Le nombre de souris utilisées a été soigneusement calculé pour être le plus faible possible tout en permettant d’obtenir des résultats fiables. Des méthodes statistiques seront utilisées pour s’assurer que ce nombre est suffisant, y compris pour les groupes recevant une augmentation de l’expression de certains gènes. Des tests fonctionnels complémentaires (force de préhension, tapis roulant, analyse de la démarche et évaluation de la fonction musculaire) contribueront également à l’évaluation globale des effets du traitement.

3. Raffinement

3R / Raffinement :

Les procédures susceptibles de provoquer de la douleur ou du stress sont réalisées sous anesthésie afin de limiter au maximum la souffrance. Les cages sont enrichies (abris, nourriture en gel facilement accessible) et les animaux sont surveillés régulièrement. Des critères précis ont été définis pour repérer rapidement tout signe de souffrance. Si nécessaire, la procédure est interrompue et l’animal est euthanasié sans délai afin d’éviter toute souffrance excessive.

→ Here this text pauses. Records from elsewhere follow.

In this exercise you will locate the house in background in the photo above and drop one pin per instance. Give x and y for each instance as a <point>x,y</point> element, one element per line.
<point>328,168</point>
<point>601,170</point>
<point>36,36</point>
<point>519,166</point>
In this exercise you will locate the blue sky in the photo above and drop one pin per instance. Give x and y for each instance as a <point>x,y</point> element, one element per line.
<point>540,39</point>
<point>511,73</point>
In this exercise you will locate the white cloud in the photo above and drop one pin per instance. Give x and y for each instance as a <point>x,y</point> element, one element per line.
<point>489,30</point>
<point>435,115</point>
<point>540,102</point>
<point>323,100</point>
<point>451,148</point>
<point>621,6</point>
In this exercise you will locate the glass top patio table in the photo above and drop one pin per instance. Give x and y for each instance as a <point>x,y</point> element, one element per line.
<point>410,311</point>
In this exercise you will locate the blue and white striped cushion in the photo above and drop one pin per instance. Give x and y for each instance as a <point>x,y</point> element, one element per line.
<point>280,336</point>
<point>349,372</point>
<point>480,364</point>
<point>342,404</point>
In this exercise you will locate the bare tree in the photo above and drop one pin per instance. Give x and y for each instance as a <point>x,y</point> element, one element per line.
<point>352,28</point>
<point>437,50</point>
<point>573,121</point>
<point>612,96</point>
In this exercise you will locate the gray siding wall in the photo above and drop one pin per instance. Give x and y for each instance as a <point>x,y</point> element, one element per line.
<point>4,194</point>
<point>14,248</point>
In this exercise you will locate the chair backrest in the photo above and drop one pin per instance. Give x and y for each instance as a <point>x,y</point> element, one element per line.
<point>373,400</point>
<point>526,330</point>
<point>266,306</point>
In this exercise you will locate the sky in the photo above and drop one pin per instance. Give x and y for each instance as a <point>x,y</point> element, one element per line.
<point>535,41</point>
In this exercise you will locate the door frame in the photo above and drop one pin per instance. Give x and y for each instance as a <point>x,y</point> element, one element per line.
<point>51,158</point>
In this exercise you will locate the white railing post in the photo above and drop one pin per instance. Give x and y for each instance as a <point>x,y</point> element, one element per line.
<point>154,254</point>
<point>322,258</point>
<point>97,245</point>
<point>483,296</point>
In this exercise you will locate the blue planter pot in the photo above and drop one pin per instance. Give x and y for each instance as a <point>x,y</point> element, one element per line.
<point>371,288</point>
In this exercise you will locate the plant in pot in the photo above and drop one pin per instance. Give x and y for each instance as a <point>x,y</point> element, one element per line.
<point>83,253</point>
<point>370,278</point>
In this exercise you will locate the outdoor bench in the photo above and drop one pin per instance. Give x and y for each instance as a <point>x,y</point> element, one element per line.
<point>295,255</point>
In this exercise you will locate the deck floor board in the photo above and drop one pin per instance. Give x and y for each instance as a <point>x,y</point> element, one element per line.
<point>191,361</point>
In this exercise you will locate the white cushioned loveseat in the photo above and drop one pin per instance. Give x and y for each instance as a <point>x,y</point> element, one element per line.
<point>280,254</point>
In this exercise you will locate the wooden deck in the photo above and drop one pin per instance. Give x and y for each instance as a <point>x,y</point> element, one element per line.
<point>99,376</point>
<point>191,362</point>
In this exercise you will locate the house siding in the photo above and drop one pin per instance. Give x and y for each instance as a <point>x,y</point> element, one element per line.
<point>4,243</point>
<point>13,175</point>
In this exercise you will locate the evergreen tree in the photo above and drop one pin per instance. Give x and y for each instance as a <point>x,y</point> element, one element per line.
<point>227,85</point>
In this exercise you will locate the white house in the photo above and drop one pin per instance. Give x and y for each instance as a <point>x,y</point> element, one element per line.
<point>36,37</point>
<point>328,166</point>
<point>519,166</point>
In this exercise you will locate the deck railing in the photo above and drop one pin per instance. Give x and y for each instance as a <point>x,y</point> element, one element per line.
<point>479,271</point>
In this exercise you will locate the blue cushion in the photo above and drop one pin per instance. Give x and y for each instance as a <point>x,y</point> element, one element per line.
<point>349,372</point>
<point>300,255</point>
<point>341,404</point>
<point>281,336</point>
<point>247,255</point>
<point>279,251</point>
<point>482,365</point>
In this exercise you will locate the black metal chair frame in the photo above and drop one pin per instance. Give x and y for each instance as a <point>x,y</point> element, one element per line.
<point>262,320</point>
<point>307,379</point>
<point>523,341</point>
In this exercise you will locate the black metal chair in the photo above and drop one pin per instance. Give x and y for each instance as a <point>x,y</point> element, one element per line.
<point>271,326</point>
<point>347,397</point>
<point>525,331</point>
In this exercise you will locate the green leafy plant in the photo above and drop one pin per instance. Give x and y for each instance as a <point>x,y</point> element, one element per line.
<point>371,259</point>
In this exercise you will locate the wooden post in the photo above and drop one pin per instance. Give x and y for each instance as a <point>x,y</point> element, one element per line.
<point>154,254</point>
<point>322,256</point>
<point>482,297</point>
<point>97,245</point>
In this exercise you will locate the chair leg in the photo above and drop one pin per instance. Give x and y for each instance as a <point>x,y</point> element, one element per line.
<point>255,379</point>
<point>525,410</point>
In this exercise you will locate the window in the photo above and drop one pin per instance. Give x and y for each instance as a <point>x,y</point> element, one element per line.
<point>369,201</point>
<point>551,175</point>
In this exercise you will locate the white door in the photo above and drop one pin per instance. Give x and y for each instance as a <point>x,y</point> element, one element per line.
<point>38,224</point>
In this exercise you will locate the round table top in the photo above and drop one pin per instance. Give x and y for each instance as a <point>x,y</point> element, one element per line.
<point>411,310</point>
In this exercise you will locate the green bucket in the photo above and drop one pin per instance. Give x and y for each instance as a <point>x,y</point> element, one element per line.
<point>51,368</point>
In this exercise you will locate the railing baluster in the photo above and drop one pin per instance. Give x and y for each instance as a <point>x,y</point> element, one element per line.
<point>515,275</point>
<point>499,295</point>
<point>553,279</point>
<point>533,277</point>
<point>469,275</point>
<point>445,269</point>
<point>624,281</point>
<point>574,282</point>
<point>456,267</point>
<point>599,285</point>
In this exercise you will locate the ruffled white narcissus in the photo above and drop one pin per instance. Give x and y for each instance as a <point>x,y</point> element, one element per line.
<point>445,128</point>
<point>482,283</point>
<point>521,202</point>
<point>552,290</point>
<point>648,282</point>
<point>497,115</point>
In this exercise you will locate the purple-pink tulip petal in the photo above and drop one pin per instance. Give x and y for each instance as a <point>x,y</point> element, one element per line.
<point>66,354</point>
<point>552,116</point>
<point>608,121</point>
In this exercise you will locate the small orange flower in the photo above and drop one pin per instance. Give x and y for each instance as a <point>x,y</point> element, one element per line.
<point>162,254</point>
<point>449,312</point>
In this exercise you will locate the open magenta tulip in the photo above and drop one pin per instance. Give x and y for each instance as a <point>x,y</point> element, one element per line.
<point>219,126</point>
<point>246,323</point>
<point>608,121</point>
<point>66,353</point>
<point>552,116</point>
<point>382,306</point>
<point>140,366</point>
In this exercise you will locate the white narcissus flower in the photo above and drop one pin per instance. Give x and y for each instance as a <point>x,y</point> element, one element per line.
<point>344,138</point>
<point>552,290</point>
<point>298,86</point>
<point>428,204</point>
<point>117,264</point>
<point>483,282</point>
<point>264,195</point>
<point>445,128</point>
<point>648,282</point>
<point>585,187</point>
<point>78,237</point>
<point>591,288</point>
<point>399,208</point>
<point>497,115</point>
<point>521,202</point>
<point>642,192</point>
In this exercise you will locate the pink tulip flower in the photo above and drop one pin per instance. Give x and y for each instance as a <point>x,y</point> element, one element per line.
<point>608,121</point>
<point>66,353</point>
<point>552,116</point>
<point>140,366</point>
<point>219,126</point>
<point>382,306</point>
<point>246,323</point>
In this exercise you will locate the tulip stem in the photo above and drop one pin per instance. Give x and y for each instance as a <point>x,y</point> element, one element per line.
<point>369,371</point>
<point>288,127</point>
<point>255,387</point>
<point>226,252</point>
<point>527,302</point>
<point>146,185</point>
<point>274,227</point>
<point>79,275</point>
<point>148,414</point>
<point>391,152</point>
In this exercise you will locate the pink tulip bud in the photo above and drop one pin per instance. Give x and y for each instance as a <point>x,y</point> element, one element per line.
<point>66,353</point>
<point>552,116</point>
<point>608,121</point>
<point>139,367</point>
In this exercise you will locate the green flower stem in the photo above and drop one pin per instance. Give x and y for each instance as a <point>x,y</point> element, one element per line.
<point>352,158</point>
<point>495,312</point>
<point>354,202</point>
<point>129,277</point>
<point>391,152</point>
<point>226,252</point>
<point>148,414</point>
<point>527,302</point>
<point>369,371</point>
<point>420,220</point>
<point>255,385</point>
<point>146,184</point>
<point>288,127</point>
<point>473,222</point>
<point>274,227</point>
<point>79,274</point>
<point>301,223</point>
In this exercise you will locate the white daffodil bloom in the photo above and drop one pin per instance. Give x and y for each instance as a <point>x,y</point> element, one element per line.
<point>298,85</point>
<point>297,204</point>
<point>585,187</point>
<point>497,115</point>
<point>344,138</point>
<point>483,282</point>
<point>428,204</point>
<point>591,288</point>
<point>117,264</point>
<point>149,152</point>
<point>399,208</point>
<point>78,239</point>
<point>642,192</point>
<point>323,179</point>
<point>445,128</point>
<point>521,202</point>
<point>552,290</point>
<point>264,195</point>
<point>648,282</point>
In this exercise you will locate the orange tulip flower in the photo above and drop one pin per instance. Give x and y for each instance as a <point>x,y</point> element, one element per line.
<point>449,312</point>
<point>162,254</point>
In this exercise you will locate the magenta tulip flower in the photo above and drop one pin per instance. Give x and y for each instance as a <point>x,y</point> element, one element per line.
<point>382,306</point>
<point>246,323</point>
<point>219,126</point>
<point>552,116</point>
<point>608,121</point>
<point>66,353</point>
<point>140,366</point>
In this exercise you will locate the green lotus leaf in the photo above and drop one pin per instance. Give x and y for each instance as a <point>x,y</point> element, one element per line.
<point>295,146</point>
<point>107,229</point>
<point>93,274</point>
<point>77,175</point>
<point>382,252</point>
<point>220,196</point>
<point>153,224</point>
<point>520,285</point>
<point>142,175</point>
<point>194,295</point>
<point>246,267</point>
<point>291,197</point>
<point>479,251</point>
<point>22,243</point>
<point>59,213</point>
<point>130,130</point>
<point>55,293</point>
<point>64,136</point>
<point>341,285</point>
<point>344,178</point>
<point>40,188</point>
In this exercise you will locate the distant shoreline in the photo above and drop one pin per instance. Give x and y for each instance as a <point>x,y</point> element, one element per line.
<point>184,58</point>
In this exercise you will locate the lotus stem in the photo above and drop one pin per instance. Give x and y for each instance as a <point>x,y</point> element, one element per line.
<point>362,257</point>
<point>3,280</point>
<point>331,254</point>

Expliquer le choix des espèces et les stades de développement y afférents.

Le modèle choisi reproduit de manière pertinente la maladie humaine étudiée (une forme grave de myopathie) : les souris présentent des noyaux mal positionnés dans leurs muscles (au centre plutôt qu’en périphérie), une faiblesse musculaire et une mort précoce, ce qui permet d’étudier la maladie dans des conditions réalistes. Seuls les mâles seront utilisés car cette maladie génétique touche principalement les mâles (elle est liée au chromosome X). L’utilisation de femelles n’aurait donc pas d’intérêt scientifique dans cette étude. Les souris seront traitées entre 2 et 5 semaines d’âge, ce qui correspond à une période où les muscles sont encore en cours de développement. Cela permet une bonne efficacité du traitement. Les souris malades ne vivent généralement que jusqu’à 6 ou 7 semaines ; il est donc important d’intervenir tôt pour évaluer les effets du traitement avant que la maladie ne soit trop avancée. Les souris contrôles (WT), y compris celles recevant des vecteurs de surexpression, suivront le même protocole d’injection afin que les groupes soient comparables.